I love this blog post by Linda Rodriguez over at the Writers Who Kill blog about the importance of tapping into our history as writers and, I've interpreted, telling the readers about our characters' histories and the culture(s) within which the story exists. Here's the money quote from Linda's post:
"Everyone comes from somewhere. Perhaps from an urban slum, perhaps from a pristine upscale suburb, perhaps from an up-and-down series of foster homes, perhaps from great wealth or poverty or anything in between. Everyone comes from some place, some culture, some family. Somewhere where people talk and think a certain way and hold certain expectations. Too many otherwise good manuscripts, however, exist in limbo, in a cultural vacuum."
I could not agree more and it's worth reading the entire post here.

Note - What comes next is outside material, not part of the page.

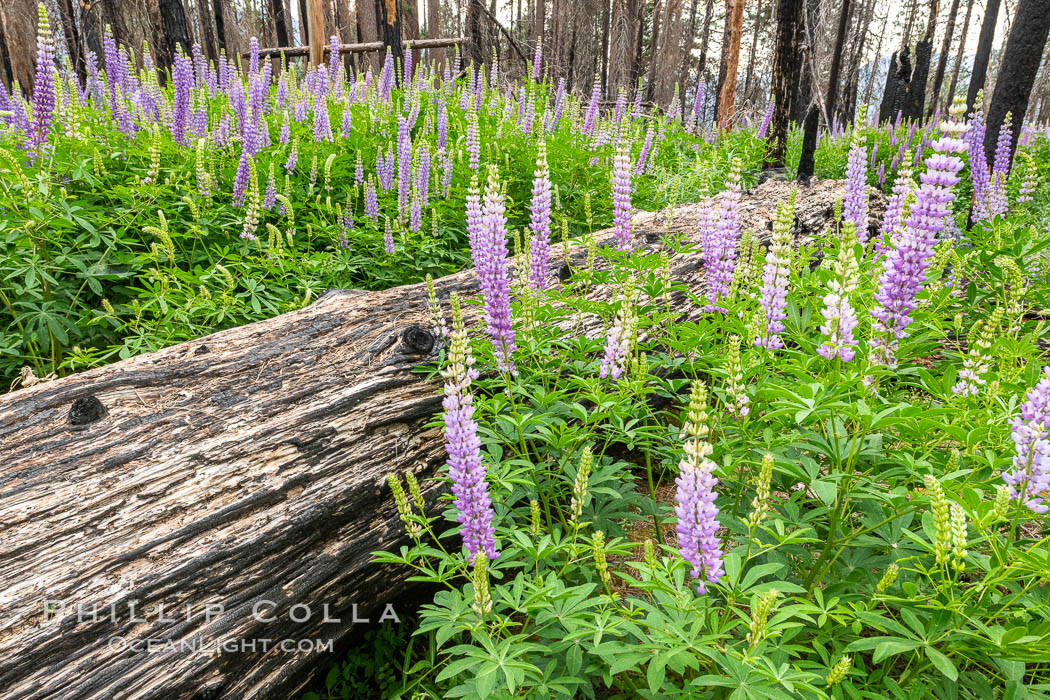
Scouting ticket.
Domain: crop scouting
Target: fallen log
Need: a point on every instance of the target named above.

If I'm honest, this is a weakness for me. Perhaps because I don't have a strong grasp of my own history and culture. I was born in Canada and that's where my extended family still lives. But I moved with my parents and siblings to Florida when I was five years old. I've not met most of my cousins and I don't remember much about those who I did know. I don't feel connected to my hometown. Sure, even that history informs my writing, and I certainly could have done more to learn about and get connected to my roots.
But this is not an excuse, and I'll work on tapping into where I come from and adding the depth of character and culture good stories need in my next project.